Il a dès lors réduit son équipe au strict minimum afin d’avoir une approche indépendante, tout en conservant ses ambitions d’antan. En somme, faire un AAA par ses propres moyens, ce qui revient à dire avec trois bouts de ficelle en comparaison des gros studios. Une bien louable initiative.
Marquant
Pour autant, les premières minutes d’Hellblade: Senua’s Sacrifice ne laissent rien transparaître par rapport à son côté volontairement fauché. C’est beau, joliment animé et, surtout, parfaitement mis en scène. Le jeu suit la quête spirituelle, personnelle et entêtée de Senua, une guerrière maudite désirant se rendre à Helheim à tout prix afin de récupérer l’âme de son bien aimé.

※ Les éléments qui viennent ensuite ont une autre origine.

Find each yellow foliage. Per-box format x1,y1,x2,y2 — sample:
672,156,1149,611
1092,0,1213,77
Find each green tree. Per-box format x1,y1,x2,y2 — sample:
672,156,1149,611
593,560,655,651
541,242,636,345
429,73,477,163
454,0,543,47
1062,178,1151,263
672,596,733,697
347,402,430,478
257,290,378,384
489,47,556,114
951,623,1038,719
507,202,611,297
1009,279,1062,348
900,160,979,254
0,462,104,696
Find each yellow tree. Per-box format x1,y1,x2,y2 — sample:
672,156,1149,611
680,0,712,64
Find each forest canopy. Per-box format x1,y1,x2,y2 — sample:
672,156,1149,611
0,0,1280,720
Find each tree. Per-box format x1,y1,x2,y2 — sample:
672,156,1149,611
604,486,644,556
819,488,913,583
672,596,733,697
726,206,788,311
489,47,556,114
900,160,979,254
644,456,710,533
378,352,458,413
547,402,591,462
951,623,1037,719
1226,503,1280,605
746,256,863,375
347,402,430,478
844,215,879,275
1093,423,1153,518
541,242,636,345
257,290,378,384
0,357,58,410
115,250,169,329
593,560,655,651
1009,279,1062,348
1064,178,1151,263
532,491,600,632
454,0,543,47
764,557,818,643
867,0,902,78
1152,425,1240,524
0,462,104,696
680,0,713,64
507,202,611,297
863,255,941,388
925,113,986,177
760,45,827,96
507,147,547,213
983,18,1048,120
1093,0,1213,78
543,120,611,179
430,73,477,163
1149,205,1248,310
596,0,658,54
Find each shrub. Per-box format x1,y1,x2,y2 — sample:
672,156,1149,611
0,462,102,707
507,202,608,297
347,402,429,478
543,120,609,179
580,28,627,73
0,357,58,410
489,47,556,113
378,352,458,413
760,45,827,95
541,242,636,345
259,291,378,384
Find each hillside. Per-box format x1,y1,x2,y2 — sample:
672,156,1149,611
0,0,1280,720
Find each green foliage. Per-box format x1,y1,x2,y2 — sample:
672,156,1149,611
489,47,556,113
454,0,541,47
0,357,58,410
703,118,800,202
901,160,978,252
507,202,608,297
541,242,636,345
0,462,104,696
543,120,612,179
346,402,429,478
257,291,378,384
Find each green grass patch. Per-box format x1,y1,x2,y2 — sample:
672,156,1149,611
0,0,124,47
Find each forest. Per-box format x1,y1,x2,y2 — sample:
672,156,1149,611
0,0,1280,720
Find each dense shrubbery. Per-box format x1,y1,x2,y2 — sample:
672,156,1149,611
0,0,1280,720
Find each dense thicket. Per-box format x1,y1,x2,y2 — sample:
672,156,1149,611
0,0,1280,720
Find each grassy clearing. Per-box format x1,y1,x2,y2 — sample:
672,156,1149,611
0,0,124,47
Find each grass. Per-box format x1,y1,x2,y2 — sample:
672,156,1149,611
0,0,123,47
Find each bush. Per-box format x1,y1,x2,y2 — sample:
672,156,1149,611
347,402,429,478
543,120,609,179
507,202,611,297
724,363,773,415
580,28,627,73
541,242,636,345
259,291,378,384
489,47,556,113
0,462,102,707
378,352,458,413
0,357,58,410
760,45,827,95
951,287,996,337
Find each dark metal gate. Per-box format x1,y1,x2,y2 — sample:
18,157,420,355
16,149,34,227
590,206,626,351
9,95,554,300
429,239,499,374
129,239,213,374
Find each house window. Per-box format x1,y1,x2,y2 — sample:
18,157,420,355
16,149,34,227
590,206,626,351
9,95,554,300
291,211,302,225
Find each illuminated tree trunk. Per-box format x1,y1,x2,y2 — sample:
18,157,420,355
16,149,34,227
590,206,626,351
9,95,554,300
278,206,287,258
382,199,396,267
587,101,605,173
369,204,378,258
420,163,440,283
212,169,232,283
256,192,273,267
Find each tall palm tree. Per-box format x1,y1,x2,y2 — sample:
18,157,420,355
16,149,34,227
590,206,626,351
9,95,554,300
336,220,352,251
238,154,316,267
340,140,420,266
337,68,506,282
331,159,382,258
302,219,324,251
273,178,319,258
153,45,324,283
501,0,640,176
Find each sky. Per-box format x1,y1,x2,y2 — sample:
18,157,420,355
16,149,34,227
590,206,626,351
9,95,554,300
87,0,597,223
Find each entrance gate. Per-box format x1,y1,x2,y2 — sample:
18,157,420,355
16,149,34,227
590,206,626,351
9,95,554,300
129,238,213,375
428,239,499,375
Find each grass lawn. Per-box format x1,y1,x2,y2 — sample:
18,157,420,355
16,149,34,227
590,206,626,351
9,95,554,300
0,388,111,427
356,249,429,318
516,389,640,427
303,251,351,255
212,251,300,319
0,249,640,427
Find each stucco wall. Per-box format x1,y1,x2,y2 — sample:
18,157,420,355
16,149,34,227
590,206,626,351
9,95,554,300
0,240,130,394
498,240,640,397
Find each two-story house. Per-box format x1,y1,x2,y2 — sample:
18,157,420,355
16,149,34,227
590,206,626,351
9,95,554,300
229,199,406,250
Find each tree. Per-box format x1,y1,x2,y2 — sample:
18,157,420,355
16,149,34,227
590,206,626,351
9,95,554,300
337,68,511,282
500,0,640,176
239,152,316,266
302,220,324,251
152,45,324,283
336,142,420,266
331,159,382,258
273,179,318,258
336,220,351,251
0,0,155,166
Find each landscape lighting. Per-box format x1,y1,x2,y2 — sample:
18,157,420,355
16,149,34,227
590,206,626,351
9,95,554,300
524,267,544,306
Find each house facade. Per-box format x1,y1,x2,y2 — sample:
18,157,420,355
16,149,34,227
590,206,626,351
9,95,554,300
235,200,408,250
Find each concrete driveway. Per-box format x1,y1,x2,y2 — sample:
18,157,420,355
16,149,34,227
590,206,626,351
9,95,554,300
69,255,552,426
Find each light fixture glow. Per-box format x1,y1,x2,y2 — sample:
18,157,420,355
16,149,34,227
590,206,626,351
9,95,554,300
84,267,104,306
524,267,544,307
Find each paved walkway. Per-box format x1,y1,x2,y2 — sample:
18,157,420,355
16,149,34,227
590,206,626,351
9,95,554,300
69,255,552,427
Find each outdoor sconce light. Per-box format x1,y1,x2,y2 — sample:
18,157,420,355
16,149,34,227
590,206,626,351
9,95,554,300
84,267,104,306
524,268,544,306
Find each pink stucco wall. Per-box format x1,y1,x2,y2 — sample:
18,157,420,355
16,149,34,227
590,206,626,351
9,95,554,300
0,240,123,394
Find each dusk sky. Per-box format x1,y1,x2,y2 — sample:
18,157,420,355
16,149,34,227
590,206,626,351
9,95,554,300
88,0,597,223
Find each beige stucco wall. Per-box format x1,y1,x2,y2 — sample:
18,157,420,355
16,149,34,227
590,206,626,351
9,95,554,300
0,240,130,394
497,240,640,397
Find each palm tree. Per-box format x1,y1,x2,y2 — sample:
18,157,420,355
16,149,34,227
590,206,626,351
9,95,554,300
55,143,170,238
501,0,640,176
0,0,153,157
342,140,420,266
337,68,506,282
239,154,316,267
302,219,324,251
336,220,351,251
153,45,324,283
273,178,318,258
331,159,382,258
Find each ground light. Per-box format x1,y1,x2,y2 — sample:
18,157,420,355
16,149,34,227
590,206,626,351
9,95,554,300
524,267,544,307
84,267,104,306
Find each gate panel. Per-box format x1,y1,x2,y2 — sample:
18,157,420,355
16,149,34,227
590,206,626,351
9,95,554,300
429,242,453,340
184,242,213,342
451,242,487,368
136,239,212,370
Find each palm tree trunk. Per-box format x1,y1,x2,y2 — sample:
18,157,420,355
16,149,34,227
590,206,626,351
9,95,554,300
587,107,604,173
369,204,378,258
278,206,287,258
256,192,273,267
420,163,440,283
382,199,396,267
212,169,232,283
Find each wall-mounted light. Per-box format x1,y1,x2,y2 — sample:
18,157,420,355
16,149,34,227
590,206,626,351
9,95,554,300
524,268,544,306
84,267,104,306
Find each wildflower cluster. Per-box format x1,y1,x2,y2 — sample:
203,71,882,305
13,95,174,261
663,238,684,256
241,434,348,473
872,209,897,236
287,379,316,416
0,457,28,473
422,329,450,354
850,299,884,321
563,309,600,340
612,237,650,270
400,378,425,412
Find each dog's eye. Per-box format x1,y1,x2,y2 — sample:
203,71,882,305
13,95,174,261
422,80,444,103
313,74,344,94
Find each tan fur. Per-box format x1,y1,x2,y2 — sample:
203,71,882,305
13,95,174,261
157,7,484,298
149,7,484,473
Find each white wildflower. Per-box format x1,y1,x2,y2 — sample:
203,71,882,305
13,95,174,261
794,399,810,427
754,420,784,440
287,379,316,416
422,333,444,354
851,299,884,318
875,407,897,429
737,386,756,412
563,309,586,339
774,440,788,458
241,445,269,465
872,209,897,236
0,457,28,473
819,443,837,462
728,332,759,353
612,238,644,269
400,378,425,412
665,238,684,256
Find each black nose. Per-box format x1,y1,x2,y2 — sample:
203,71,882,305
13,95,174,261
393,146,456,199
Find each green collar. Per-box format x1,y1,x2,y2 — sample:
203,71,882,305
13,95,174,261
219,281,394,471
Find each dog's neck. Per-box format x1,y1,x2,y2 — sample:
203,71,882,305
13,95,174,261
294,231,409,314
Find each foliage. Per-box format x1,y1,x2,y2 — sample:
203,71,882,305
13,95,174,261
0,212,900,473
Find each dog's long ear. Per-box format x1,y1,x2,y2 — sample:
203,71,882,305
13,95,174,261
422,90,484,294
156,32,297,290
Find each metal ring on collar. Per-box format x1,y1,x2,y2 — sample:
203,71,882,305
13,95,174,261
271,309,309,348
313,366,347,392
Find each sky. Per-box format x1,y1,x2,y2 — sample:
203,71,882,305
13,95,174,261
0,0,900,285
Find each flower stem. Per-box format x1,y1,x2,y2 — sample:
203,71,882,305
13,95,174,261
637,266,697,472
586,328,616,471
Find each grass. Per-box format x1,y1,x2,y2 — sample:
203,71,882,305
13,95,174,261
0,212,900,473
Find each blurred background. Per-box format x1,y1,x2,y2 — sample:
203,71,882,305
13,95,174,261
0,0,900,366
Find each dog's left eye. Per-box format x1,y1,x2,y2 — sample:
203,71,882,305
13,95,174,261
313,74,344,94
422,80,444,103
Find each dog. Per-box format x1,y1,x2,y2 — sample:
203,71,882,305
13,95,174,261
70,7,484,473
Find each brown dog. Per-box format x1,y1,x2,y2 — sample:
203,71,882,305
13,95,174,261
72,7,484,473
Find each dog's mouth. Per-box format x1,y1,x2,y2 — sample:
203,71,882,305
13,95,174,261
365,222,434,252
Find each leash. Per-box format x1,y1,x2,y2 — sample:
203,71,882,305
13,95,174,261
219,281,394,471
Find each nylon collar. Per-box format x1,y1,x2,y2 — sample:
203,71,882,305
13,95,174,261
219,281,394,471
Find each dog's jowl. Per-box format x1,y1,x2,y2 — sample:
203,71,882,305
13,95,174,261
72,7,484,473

À cette réalisation léchée, nourrie par des plans séquence vertigineux et une caméra la plus proche possible, s’ajoutent des envolées sonores extatiques, des voix intérieures qui refusent de se taire et un sound design au top dont il est conseillé de profiter au casque pour le traitement binaural. En un mot comme en cent, Hellblade: Senua’s Sacrifice s’appuie sur une narration et une ambiance marquantes, garantissant une immersion totale, quelques sueurs froides et de vraies séquences anthologiques. Elles constituent sa principale force.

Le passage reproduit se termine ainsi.